What kind of measures does the EU link to the list?
– There are a number of different measures. Basically, all of them aims to secure the supply, but this can be done in different ways. One of the main areas is how we can increase the extraction of primary raw materials in the EU with new mines, but of course also how we can increase recycling and secure imports from countries outside the EU. And in some cases, replace certain raw materials in products with other materials.
But would not increased circular flows and recycling be enough, or that we simply reduce our consumption?
– Recycling and circular economy are a matter of course. And it is also one of the good properties of metals – that they are actually recyclable and circular to a very large extent – unlike fossil fuels which are burned. Unfortunately, there is no technology or system for recycling for all materials today, so research and development are needed here.
But does the mining industry see a contradiction between recycling and new mines?
– Not at all. Working with increased resource efficiency in society and increasing recycling is a matter of course. But at the same time, the need for responsibly mined primary raw materials does not disappear. The need for materials to cope with climate change will increase – not least battery minerals and metals found in electronics that are important in, for example, renewable energy technology and electrification. For some of these materials, the EU predicts an increase of several hundred percent – for lithium, which is important in batteries, an increase of 60 times the current need is forecast for 2050. The corresponding figures are for cobalt and graphite 15 times, nickel 4 times and dysprosium, which is a rare earth metal that is necessary in, for example, wind turbines, an increase of just over 10 times the current need is forecast. Today, there are far from enough of these materials in circulation to meet the need from recycling. In addition, the need for other base metals, such as copper and iron, is increasing in line with electrification and an increased standard of living globally.
What are your thoughts about the EU Raw Materials Alliance launched at the end of September?
– The European Raw Materials Alliance (ERMA) is positive and we will be committed to it. The purpose is to work together – companies, politics, academia and the financial sector – to identify and find areas for investment and research on raw materials. All with the aim of increasing the EU’s resilience to disruptions in its supply of raw materials. This is very positive.
What role can Sweden and the Swedish mining industry play?

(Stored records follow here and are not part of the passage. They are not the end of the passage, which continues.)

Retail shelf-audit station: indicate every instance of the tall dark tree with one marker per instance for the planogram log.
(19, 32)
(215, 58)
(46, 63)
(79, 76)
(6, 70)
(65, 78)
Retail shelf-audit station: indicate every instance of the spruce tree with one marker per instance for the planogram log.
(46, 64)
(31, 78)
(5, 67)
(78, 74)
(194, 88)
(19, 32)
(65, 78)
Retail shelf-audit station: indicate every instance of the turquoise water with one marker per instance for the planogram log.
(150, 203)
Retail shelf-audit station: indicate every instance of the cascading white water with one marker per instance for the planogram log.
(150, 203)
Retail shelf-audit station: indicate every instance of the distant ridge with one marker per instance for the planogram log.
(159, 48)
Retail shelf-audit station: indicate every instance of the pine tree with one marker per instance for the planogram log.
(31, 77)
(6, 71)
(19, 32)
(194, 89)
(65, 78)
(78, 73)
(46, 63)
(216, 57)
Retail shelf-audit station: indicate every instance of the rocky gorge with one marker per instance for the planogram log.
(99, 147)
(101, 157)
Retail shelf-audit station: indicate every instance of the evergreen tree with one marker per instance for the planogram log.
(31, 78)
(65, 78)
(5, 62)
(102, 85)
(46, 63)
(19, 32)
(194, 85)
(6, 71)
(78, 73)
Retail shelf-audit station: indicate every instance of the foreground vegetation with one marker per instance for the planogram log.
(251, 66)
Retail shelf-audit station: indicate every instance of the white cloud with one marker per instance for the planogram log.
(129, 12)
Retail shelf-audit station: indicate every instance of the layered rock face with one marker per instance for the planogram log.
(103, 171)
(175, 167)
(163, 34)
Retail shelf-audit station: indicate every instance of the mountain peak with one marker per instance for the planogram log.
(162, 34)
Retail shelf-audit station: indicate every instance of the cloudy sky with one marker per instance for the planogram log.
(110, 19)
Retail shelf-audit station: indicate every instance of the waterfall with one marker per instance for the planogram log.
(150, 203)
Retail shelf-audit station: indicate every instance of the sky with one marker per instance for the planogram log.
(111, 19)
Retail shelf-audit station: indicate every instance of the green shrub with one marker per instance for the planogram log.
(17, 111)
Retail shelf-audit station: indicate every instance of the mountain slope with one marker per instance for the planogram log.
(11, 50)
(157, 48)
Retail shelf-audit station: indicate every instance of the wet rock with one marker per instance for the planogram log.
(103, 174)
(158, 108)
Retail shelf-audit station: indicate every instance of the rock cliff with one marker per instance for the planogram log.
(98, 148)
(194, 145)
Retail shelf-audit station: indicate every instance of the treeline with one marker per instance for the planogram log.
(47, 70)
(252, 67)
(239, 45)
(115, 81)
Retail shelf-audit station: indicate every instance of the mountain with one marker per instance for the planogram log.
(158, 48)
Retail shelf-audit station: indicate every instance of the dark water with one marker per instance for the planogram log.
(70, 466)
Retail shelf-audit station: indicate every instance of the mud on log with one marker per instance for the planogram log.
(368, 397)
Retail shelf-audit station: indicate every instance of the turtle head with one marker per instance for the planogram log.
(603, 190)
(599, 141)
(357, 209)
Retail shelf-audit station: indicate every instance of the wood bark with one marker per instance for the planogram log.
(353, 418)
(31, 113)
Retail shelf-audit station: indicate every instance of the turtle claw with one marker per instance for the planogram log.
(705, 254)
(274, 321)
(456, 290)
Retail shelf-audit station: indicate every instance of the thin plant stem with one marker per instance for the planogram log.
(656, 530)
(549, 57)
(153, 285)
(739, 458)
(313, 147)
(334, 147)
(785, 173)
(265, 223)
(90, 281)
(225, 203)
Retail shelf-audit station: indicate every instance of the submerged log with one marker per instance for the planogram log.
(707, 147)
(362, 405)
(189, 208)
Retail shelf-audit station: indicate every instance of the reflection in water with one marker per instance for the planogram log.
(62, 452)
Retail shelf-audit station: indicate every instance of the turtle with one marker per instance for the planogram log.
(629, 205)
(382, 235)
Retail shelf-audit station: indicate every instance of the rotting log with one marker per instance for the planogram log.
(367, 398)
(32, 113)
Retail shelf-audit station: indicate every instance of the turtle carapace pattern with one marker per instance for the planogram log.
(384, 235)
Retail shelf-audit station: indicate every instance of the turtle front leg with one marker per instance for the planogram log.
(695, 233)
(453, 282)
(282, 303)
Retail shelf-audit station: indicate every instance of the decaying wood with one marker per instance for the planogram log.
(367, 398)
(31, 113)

– We are good at sustainable mining in Sweden and see that we have great opportunities with increased focus on traceability and clearer sustainability requirements. We also know that we have a rich bedrock with great potential for increased production of important metals and minerals – which is needed for climate neutrality and our modern society. The opportunities for Sweden to be a leader and contribute significantly to when the world builds climate neutrality on sustainably produced materials are great.